Good—let’s turn this into a tight, execution-ready sprint. You’ll keep your Python pipeline, drop Sanity from Stablo, stand up a thin read API, add a robust fetcher, and ship a public site. I’ll lay out scope tiers, a workplan, infra choices with Apache, and acceptance criteria—plus the sharp edges you’ll hit.
- Target: automated news site live, with hourly ingestion → synthesis → publish → website render (ISR + revalidation).
- Plan B (acceptable): site live pulling from API, manual/limited publish path; automation runs for a subset of topics.
- Plan C (still useful): static site showing articles ingested from your legacy artifacts; API and fetcher wired; publishing manual.

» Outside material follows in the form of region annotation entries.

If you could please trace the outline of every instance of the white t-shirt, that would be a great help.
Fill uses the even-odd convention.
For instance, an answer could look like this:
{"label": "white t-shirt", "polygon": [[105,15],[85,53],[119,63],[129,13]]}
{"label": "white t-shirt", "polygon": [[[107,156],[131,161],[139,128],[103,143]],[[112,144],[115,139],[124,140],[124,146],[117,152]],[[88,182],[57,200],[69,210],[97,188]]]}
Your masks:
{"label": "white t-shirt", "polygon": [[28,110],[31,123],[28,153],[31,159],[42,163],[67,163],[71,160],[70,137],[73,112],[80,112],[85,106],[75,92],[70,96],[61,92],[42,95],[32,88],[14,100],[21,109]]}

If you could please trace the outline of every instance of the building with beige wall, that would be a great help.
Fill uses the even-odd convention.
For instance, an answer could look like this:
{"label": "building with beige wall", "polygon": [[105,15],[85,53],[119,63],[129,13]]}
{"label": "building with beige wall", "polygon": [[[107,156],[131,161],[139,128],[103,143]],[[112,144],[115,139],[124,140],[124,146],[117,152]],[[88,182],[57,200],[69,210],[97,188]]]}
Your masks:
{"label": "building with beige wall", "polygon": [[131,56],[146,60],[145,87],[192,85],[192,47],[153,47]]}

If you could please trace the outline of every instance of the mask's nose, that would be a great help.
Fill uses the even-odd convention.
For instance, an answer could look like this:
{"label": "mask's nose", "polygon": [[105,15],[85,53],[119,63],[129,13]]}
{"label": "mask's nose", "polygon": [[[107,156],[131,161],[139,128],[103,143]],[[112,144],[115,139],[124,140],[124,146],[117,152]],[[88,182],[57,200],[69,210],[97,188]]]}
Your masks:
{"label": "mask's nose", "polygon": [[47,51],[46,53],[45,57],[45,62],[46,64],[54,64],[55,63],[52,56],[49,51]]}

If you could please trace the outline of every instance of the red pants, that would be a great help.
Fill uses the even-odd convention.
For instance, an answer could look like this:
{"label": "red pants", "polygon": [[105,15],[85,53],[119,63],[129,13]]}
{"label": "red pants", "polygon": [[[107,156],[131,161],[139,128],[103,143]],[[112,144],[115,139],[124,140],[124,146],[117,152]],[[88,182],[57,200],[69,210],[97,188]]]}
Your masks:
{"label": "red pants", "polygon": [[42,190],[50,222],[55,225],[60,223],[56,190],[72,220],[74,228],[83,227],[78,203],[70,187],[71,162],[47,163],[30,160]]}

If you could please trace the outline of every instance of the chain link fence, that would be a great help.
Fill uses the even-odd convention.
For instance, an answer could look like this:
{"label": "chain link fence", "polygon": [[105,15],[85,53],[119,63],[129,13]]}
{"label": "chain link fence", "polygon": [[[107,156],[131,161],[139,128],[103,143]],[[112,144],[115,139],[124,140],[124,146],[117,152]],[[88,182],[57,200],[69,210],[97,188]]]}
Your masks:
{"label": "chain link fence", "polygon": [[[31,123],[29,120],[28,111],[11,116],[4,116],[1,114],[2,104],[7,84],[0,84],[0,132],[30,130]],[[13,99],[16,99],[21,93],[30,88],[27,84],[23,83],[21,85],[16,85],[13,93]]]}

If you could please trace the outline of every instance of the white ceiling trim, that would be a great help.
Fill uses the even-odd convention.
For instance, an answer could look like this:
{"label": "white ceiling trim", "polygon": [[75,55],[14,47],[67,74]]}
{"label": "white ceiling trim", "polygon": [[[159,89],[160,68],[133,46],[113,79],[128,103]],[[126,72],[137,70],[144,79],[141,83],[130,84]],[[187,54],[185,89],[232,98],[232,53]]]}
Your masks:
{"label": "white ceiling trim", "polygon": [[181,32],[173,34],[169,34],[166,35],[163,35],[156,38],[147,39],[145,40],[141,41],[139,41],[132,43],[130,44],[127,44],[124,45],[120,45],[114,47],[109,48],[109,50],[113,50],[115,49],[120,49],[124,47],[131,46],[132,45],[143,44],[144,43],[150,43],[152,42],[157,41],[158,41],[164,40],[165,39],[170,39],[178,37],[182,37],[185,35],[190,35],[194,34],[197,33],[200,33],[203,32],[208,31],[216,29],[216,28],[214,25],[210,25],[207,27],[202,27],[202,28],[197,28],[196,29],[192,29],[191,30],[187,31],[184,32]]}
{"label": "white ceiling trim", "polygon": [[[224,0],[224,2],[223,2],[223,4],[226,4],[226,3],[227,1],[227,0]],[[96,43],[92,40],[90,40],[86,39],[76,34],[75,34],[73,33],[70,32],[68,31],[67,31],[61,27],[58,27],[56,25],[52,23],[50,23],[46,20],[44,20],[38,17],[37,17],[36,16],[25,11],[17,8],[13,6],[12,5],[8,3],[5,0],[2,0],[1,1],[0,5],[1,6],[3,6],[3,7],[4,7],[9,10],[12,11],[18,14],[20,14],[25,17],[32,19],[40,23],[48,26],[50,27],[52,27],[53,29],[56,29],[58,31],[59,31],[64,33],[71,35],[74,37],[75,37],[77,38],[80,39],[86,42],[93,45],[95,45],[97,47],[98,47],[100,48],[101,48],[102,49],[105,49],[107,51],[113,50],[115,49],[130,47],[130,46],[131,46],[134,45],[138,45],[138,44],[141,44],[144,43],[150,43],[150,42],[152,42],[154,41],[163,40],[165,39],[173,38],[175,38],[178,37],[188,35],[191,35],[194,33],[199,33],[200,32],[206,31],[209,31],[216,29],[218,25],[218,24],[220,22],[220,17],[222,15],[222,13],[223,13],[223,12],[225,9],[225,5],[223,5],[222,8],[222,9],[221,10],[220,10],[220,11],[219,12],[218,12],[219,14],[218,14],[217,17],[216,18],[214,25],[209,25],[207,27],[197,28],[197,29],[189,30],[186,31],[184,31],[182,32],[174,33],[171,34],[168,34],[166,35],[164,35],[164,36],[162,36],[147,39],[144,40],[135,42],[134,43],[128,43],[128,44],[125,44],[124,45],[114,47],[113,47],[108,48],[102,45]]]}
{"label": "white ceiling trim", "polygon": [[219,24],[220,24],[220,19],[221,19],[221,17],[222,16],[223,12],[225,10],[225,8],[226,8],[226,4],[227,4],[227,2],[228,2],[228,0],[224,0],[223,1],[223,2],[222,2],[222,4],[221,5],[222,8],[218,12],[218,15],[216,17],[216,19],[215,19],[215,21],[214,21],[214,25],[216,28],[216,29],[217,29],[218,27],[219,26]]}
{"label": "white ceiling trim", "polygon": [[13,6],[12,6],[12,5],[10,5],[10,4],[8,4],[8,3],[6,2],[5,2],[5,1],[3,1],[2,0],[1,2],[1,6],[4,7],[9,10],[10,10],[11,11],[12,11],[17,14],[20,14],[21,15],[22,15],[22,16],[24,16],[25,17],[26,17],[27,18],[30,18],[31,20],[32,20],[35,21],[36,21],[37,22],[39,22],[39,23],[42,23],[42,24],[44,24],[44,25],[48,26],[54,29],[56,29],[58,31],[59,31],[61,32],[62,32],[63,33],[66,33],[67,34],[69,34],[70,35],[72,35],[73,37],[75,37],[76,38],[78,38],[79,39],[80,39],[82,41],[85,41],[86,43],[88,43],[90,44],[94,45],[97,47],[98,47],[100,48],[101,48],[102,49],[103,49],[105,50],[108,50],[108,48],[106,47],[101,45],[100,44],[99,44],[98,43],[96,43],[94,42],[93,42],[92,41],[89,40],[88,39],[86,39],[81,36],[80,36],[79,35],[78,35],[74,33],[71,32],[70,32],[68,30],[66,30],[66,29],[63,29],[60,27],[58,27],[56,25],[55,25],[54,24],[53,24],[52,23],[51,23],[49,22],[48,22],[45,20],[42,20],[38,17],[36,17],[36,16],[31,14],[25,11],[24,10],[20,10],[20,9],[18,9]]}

- Pipeline (Python): ingestion/digest/synthesis, scraper, publisher.
- API (FastAPI): read endpoints; internal publish endpoint.
- Web (Next.js/Stablo): strip Sanity, connect to API, ISR + revalidation.
- Infra/Ops: Postgres + Meilisearch; Apache reverse proxy + TLS; systemd services and logs.
- DB: Postgres (Neon or local VM). Tables:
articles,citations. - Search: Meilisearch (or Typesense) for
/searchand fast filters. - API: FastAPI (uvicorn) read endpoints + internal
POST /publish(calls Next.js revalidate). - Web: Next.js (Stablo UI without Sanity). ISR (e.g., 120s).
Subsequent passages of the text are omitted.